Moviegoers deserve better advocates. Bay more or less gratifies crowds with fireworks, and Shyamalan offers less than his reputation might suggest. Though The Sixth Sense was clever and promising, it apparently infected Shyamalan with a "surprise ending" neurosis, as both Unbreakable and Signs suffer from eleventh-hour contrivances; Hitchcock, an influence of Shyamalan’s, could get away with such contrivances by visually and emotionally distracting audiences from them, but at least for now, Shyamalan lacks that skill. And there are countless other mainstream filmmakers who linger in the spotlight with respected reputations but debatable talent: Oliver Stone (excessively self-aware), Cameron Crowe (better suited for light comedy as evidenced by Vanilla Sky), Michael Mann (proficient visually but an average storyteller), Ron Howard (a timid embracer of PG-13). Spielberg has been at the forefront of mainstream cinema for the span of his career, rarely less than competent, a master of the action-adventure genre. But when he turns to more ambitious projects—Schindler’s List, Amistad, Saving Private Ryan, A.I., or more recently Minority Report—his status as an artist seems open to question. He typically avoids taking narrative risks, his stories for the most part remain pretexts for spectacle, and he tends to redundantly underscore sentimental morals; consider the "earn this" or the "you still have a choice" mantras that imbue Saving Private Ryan and Minority Report respectively.

I don’t deny his importance. The Sugarland Express is too often overlooked, and Jaws and Raiders of the Lost Ark are, in their own ways, both masterpieces. He espouses a certain belief in people that departs nicely from cinema’s trend of cynicism, and if his films can offer escape to say, a single mother of three who just lost her job, then they provide a valuable service.

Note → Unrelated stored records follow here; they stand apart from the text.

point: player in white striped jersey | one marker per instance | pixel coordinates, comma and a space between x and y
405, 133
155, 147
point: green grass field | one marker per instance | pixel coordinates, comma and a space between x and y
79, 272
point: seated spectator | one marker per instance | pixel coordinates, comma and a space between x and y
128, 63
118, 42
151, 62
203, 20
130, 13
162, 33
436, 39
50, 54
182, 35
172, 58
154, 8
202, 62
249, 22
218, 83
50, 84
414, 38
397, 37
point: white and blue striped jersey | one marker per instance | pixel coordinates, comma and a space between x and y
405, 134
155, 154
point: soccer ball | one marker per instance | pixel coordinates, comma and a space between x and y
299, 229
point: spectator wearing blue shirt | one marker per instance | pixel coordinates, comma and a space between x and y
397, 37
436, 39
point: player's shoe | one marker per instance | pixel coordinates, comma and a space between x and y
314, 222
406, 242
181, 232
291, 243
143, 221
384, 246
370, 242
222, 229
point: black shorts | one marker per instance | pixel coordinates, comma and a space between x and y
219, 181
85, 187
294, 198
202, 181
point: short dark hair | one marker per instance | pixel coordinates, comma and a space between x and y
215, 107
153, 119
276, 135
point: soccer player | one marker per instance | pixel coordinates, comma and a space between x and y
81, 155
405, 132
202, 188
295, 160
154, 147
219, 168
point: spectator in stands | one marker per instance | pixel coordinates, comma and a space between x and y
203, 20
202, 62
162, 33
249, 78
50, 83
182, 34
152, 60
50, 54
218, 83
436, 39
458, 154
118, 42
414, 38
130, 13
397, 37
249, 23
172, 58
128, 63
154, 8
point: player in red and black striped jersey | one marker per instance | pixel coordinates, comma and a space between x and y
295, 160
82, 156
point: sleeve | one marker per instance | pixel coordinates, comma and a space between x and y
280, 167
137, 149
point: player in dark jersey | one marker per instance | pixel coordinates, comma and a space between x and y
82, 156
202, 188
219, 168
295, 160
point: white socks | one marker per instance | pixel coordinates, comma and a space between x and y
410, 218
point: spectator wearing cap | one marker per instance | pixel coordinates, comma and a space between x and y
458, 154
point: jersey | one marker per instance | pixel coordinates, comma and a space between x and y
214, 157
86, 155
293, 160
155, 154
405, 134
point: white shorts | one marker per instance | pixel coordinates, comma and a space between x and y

But to some extent he actually hampers film appreciation. Through appeasing viewers with emotionally-charged glitz, he impairs their willingness to actively watch and interpret. This isn’t to say that entertaining movies can never be artful or vice versa—those two qualities are hardly opposites. I’m simply suggesting that when mediocre films masquerade as art films, they sometimes finagle both critics and moviegoers, leaving them to believe that films like A Beautiful Mind or Titanic represent the best of what cinema has to offer. And as for those who see through this ruse, they might dismiss mainstream films as altogether fraudulent and substandard.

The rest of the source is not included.